Bells which are rung are usually made by casting bell metal (a high-copper bronze alloy) of a size appropriate for the pitch the bell is intended to produce. Other materials occasionally used are brass or iron.
Fine tuning of metal bells is achieved on a lathe to remove a precise amount of material from the inside of the bell to produce a true tone with correct harmonics. Small cheap bells, of course, do not undergo these steps. Bells are used often in sets in handbell choirs, chimes or carillons and so must be well tuned in order to produce a correct scale of musical notes.
Bellfounders may create one large bell (such as the Liberty Bell). The largest bells weigh several tons and may be to be sounded by swinging only the clapper instead of the entire bell as swinging such large bells would cause structural problems for the towers they are housed in.
Making brass instruments
The process of making the large open end of a Brass instruments by a process of metal beating may be call bellmaking.

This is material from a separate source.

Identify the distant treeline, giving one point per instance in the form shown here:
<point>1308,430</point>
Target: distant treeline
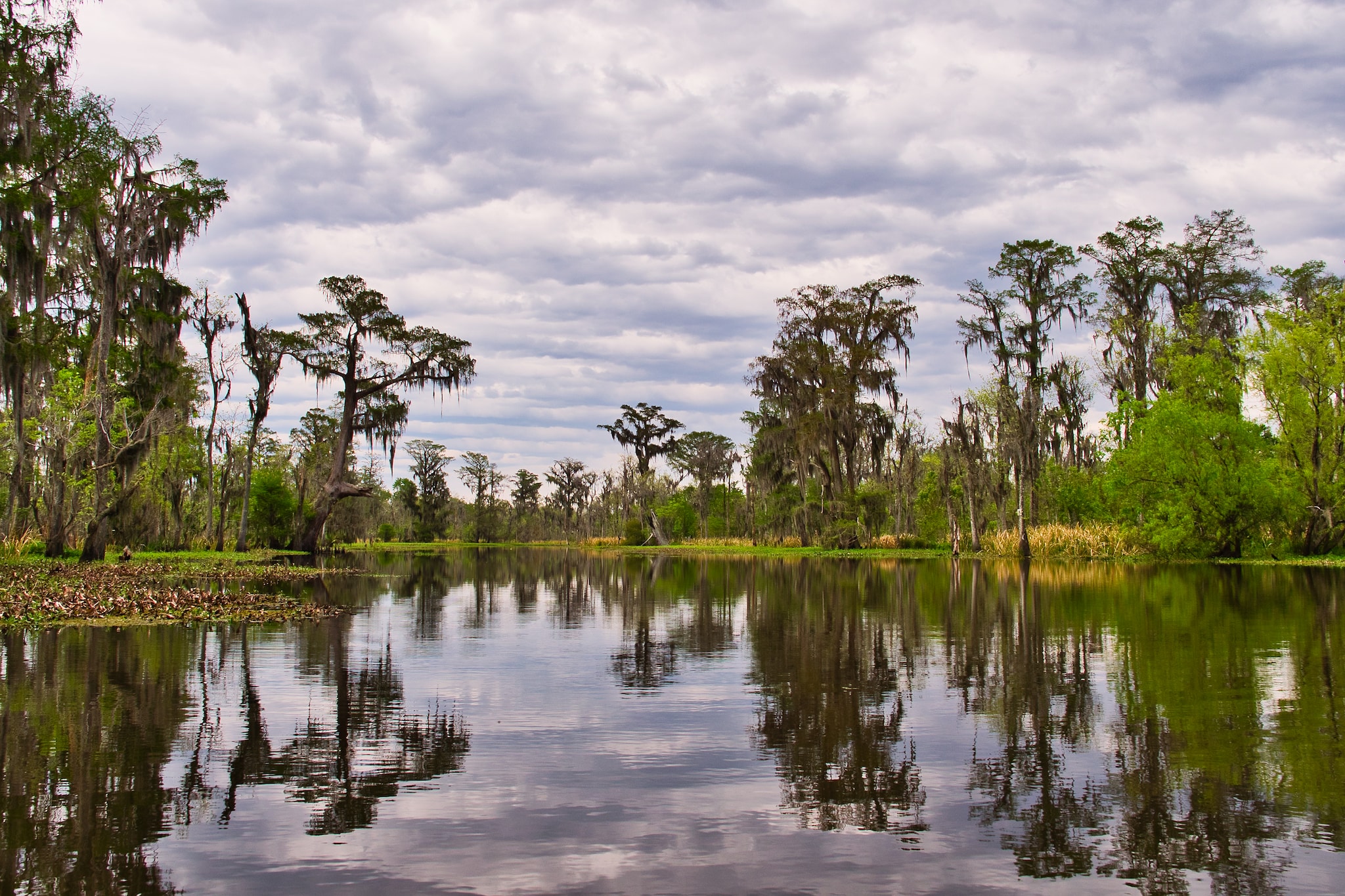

In making the bells (open ends) of brass instruments, for example, trumpets, a person lays out a pattern and shapes sheet metal into a bell-shape using templates, machine tools, handtools, and blueprints. The maker cuts out the bell blank, using hand or power shears. He hammers the blank over a bell-shaped mandrel, and butts the seam, using a notching tool. The seam is brazed, using a torch and smoothed using a hammer or file. A draw bench or arbor press equipped with expandable lead plug is used to shape and smooth the bell and bell neck over a mandrel. A lathe is used to spin the bell head and to form a bead at tip of bell head. Previously shaped bell necks are annealed, using a hand torch to soften the metal for further bending. Scratches are removed from the bell using abrasive-coated cloth.